Invivyd (IVVD) has received and is aligned with advice from the FDA on a compact and, therefore, rapid pathway to potential Biologics License Application – BLA – approval for Invivyd’s novel monoclonal antibody candidate VYD2311, for the prevention of COVID-19. As part of a recent Type C meeting, FDA advised that a single, Phase 2/3 randomized, double-blind, placebo-controlled trial evaluating mAb efficacy from a relatively modest number of RT-PCR -confirmed symptomatic COVID-19 disease events could support a BLA submission for VYD2311 for the prevention of COVID-19 in a broad population of Americans, including immunocompromised people, subject to agreement on safety database size and pending full protocol review.
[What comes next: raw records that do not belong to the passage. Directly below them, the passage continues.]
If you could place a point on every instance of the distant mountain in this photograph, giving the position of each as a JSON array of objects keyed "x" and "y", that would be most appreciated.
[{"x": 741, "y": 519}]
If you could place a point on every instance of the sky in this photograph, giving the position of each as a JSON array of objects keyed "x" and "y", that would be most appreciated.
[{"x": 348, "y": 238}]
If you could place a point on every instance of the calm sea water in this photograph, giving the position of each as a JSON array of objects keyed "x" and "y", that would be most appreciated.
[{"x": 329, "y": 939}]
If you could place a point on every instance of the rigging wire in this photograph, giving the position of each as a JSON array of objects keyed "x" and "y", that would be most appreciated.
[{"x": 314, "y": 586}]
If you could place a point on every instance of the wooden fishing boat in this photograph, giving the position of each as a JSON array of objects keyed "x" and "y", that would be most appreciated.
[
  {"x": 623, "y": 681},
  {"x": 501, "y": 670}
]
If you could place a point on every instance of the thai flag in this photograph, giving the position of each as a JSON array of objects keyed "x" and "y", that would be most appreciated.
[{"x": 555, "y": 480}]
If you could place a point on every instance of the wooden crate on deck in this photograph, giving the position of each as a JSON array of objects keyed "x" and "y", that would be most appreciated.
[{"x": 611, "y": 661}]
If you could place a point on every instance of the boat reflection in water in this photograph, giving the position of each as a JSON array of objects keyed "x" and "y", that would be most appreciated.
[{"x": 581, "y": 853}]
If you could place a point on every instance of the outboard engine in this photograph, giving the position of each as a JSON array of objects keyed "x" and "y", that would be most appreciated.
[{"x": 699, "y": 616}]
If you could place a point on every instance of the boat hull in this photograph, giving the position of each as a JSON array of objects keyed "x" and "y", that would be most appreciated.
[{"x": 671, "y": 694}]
In agreement with FDA advice, Invivyd plans to study two doses of VYD2311 to assess any differences in resulting levels of protection or differences in safety. Invivyd’s analysis of CANOPY clinical trial data and Cox Proportional Hazards modeling, combined with biophysical properties of VYD2311, suggest likely robust, long-term protection from symptomatic COVID-19 due to high potency and observed long half-life of ~76 days, following a relatively low dose of VYD2311 via intramuscular route of administration. Invivyd’s most recent analysis aligns well with multiple similar analyses spanning the majority of SARS-CoV-2 virus variation since emerging as a global human disease in 2020. Invivyd has quantities of VYD2311 clinical supply and potential commercial launch product available.